RWE will become an increasingly important concept for determining the performance of drugs and biologics because of the exponential increase in electronic data available to researchers and the improved analytics tools that are also becoming available. RWE trials are much less costly than RCTs. For this reason, the pharmaceutical industry might want to replace many types of postmarketing RCT safety studies with RWE studies. Postmarket multiyear cardiovascular RCT outcomes trials for diabetes drugs cost in the range of $250 million dollars,44 and RWE studies cost far less than that. RWE can measure outcomes of interventions for all patients, which is the most important measure of an intervention to patients, health care professionals, and payers.39 Although, compared to RCTs, RWE has many advantages, but this approach to data collection also has potential problems with data quality, consistent methodology, and a risk of not accounting for confounding factors. Both RCTs and RWE trials have their specific weaknesses and strengths, and in combination the data from both types of trials can supplement each other.

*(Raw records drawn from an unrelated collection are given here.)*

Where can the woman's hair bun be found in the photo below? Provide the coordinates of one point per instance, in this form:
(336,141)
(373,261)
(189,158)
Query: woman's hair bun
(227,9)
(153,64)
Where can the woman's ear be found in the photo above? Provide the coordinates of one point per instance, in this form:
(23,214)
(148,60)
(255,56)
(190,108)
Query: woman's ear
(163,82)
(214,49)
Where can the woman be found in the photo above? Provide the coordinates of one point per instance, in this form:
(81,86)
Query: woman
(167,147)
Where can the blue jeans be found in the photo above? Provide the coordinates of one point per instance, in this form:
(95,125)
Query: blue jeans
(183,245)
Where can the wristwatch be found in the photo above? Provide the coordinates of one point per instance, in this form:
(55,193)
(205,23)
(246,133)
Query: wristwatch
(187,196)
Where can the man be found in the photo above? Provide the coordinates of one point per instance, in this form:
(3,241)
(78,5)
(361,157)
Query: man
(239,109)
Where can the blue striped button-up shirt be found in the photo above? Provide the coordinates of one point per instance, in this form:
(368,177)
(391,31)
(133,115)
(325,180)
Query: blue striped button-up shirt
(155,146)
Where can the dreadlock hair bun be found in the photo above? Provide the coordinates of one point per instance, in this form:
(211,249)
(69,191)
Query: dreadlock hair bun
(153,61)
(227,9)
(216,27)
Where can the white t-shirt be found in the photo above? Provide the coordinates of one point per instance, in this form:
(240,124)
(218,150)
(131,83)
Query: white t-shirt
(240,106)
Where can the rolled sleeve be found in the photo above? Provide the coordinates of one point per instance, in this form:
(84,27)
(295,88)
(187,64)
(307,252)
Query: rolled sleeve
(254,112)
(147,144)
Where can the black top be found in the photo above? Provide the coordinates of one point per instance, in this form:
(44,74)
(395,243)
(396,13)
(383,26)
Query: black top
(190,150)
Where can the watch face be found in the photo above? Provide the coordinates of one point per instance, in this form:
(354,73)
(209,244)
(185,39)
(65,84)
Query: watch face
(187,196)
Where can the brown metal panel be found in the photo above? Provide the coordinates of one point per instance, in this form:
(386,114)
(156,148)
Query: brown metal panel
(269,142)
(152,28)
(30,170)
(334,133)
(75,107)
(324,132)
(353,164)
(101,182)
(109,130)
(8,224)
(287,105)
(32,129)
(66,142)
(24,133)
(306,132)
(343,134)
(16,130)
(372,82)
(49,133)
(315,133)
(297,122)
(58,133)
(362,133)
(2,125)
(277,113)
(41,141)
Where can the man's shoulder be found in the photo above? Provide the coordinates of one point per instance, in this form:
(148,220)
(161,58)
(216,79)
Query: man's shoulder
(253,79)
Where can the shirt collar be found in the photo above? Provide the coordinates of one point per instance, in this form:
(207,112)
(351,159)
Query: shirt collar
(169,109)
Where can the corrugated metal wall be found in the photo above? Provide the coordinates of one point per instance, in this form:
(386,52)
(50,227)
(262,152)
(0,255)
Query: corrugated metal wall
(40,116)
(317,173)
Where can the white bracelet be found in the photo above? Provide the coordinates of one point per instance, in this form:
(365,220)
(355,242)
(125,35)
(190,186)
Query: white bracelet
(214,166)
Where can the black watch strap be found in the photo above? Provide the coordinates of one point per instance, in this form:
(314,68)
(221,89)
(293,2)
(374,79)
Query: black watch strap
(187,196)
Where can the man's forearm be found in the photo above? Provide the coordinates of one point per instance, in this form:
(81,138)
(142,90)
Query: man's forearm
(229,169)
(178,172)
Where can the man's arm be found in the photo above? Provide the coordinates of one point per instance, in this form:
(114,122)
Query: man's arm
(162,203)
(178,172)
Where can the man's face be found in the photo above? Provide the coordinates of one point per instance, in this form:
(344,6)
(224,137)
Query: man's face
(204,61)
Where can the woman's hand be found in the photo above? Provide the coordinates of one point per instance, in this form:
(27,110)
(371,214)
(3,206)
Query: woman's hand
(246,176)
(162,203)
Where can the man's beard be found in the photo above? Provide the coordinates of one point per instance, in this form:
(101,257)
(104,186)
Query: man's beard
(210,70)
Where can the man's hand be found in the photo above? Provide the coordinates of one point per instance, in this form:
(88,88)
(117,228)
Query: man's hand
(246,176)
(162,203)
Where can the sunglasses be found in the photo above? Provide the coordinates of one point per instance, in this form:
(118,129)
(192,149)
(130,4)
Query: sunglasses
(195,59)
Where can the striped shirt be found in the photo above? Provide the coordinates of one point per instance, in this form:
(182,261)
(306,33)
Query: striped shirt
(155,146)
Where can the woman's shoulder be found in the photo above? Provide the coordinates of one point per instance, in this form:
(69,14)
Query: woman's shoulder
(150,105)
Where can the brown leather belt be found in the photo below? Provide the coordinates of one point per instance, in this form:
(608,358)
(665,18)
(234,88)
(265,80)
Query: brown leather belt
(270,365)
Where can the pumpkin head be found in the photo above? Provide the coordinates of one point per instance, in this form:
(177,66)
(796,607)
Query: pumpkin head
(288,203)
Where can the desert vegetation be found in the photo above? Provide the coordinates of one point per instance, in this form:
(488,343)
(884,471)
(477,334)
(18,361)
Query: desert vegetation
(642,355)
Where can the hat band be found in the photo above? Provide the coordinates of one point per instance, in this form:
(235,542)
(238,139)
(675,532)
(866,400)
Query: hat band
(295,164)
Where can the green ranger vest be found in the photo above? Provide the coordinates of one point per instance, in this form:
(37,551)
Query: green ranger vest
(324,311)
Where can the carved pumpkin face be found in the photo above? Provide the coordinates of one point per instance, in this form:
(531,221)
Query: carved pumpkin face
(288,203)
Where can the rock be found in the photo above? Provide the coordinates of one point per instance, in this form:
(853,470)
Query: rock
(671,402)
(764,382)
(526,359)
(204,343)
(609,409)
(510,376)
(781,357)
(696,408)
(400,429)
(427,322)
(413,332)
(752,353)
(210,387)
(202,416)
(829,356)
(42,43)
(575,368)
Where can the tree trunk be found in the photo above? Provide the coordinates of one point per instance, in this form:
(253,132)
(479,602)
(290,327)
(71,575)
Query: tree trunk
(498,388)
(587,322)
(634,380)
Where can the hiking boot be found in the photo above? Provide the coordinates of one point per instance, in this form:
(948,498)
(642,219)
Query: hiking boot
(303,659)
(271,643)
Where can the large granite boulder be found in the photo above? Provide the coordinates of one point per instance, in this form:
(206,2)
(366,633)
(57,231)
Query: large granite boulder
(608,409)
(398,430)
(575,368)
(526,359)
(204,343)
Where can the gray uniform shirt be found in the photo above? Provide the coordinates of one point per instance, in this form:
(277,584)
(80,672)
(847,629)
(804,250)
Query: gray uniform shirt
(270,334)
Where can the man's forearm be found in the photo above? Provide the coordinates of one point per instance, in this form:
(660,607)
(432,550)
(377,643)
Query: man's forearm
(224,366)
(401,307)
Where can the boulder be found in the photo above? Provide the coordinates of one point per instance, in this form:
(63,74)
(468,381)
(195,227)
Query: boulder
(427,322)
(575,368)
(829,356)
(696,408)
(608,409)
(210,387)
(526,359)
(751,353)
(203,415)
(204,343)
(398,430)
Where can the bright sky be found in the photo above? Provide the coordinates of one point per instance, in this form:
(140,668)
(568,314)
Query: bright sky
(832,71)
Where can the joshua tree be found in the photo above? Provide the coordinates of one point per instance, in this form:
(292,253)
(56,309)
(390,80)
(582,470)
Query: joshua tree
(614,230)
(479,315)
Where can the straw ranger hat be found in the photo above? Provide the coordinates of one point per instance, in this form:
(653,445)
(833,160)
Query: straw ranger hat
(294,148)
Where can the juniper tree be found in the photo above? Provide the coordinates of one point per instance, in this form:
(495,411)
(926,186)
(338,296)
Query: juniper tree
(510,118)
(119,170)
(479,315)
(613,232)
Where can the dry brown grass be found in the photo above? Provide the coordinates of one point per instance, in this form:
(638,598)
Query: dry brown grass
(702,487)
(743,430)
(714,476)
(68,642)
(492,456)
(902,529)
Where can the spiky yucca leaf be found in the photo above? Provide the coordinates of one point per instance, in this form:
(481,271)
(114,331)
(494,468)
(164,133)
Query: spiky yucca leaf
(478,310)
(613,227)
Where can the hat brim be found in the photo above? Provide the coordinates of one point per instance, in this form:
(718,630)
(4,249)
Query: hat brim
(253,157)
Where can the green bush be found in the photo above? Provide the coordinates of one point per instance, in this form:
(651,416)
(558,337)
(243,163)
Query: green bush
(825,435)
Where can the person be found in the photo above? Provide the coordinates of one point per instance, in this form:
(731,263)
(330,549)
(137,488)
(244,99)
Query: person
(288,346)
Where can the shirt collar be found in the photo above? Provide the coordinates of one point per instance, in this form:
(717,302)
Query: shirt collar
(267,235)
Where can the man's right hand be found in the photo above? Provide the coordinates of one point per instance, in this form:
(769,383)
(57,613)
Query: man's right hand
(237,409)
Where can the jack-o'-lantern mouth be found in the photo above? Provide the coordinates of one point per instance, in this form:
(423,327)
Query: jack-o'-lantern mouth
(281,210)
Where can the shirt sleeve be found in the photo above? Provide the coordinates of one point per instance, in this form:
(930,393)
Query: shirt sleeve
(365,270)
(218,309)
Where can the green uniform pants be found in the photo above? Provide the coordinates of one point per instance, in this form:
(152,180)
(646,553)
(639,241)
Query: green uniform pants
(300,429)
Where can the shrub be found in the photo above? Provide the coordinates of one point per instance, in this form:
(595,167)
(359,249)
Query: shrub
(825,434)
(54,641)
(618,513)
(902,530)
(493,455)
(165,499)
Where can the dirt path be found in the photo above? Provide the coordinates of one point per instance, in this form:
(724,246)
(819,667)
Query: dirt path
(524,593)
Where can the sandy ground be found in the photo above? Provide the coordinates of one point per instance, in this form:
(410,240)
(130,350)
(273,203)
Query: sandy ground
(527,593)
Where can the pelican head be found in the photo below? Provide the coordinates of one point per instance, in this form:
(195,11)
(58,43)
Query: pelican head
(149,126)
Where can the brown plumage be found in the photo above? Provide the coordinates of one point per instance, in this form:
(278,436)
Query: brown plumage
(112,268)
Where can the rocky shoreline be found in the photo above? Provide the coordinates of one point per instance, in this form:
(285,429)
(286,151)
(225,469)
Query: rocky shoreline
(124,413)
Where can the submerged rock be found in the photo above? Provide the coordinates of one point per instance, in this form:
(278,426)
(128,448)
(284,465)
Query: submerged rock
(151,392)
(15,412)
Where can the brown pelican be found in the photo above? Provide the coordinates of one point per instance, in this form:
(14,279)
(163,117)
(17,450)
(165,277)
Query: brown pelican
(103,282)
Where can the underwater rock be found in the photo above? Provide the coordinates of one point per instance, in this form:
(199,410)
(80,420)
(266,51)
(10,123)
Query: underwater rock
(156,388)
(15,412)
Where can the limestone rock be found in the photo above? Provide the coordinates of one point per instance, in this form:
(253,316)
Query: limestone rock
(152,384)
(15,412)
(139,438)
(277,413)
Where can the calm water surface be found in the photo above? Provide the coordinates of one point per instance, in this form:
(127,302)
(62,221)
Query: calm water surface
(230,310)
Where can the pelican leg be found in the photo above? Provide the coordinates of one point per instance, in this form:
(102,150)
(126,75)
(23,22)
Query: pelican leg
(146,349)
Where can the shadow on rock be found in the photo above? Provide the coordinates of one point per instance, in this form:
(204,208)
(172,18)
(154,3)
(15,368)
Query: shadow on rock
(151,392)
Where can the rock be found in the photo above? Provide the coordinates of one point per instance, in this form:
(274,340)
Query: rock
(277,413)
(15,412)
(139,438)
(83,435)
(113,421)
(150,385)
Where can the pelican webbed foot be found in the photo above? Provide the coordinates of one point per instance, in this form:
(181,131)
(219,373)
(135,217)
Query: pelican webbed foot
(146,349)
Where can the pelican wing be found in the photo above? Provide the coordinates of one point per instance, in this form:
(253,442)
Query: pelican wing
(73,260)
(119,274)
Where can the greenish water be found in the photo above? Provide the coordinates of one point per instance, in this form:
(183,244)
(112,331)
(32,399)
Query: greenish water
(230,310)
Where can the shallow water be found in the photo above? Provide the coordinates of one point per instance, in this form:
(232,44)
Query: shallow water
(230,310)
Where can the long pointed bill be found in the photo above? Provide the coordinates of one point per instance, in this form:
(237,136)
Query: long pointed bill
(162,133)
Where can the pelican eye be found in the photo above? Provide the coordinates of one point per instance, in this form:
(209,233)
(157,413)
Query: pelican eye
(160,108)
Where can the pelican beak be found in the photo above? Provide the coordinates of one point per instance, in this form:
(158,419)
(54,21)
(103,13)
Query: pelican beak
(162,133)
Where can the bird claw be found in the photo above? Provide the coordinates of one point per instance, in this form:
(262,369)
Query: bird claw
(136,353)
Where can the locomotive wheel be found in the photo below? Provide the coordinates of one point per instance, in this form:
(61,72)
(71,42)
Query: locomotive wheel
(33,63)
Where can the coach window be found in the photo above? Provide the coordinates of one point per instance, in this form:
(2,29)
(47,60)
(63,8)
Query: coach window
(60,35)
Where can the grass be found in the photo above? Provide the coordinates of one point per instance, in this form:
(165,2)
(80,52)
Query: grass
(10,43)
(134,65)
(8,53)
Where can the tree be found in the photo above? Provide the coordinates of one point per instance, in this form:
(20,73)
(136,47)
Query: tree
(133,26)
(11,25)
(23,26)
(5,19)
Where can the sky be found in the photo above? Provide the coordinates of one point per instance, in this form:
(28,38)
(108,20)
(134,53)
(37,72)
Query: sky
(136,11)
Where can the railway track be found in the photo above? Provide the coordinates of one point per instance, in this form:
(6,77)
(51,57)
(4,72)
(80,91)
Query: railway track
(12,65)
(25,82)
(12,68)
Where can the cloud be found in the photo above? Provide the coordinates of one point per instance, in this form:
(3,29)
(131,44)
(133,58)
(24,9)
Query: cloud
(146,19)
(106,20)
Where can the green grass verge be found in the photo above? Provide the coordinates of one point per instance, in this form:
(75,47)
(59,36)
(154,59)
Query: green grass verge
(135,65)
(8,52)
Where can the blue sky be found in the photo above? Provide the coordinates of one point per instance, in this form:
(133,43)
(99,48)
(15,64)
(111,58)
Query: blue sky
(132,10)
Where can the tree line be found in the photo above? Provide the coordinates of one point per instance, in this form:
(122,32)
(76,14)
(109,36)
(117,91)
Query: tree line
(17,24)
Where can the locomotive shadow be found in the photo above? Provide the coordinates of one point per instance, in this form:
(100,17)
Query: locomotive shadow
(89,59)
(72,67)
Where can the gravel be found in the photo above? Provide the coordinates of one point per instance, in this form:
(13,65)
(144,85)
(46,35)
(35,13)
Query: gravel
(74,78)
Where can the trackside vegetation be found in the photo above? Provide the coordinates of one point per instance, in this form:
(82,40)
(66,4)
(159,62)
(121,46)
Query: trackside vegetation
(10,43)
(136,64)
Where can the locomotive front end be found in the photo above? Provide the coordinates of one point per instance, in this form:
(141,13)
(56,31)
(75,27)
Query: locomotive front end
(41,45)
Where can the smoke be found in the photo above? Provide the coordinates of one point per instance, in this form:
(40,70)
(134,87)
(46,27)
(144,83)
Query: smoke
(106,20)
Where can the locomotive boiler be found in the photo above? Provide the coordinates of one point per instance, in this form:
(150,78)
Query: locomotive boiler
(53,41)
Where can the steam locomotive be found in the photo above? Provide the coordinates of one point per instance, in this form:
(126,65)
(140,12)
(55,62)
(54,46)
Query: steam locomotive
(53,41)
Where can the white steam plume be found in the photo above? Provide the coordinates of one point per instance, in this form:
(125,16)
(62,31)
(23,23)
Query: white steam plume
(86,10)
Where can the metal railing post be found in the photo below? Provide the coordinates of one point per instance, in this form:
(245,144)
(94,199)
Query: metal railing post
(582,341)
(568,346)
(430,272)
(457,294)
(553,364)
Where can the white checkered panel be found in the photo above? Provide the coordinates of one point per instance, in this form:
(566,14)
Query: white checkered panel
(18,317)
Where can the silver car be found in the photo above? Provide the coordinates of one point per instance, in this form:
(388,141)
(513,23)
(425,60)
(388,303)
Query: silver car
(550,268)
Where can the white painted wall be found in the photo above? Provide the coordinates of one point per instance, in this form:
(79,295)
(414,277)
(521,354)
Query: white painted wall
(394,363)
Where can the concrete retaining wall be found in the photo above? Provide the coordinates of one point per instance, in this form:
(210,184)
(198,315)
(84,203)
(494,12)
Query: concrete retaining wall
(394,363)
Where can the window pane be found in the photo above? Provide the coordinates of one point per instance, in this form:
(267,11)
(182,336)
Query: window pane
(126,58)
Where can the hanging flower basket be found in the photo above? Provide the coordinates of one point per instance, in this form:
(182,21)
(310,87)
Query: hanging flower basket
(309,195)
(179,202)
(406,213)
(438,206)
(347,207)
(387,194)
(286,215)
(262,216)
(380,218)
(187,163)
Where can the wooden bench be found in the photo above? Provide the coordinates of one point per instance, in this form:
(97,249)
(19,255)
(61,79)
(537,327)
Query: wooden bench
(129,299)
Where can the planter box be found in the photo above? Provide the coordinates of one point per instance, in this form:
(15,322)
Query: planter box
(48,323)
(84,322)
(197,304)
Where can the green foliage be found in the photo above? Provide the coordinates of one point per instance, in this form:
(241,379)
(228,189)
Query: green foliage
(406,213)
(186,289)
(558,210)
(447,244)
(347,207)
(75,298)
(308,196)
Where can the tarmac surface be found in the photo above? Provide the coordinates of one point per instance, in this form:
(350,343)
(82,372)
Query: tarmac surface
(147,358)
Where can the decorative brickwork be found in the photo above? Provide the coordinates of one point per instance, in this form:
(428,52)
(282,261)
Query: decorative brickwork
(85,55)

RCTs will remain necessary for the foreseeable future for initial clearance of investigational treatments, which must initially be demonstrated to be effective in a core target group and for a core indication in an RCT before they can be introduced to clinical practice (where there is less oversight than in a RCT). However, rare complications of therapies might not be detected in the general population from an RCT with a small number of subjects, tight inclusion criteria, and a short duration of 6-12 months. RWE postmarketing studies will become increasingly used to (1) assess safety and effectiveness in real-world populations for regulatory purposes;45 (2) compare clinical outcomes in real-world observational trials of clinical interventions (which might not necessarily require regulatory approval) to determine optimal treatment strategies;46,47 (3) identify prescribing patterns for drugs with similar indications for population health analyses;48 (4) measure resource utilization by patients in the real world;1 and (5) compare economic outcomes in real-world observational trials to determine the most economically attractive treatment strategies.49,50

In conclusion, it appears that RWE will increasingly supplement post approval RCTs, but not replace them. It is also highly unlikely that RWE trials could replace phase 1-3 trials for most therapies. Based on new RWE policies recently announced by FDA, it is expected that RWE studies will allow drugs and biologics to be approved more efficiently for new indications and to have their indications expanded if they demonstrate good postmarket performance. As the flaws in the structure of RWE trials become corrected with standards, rules, more reliable databases, and better methods for eliminating confounding factors, then the importance of this research method will continue to grow in the regulatory, clinical, and economic arenas.

Footnotes

Abbreviations: EHRs, electronic health record systems; PCORI, Patient-Centered Outcomes Research Institute; RCTs, randomized controlled trials; RWD, real-world data; RWE, real-world evidence.

Declaration of Conflicting Interests: The author declared the following potential conflicts of interest with respect to the research, authorship, and/or publication of this article: DCK is a consultant to EOFlow, Lifecare, Merck, Novo, Roche, and Voluntis.

Funding: The author received no financial support for the research, authorship, and/or publication of this article.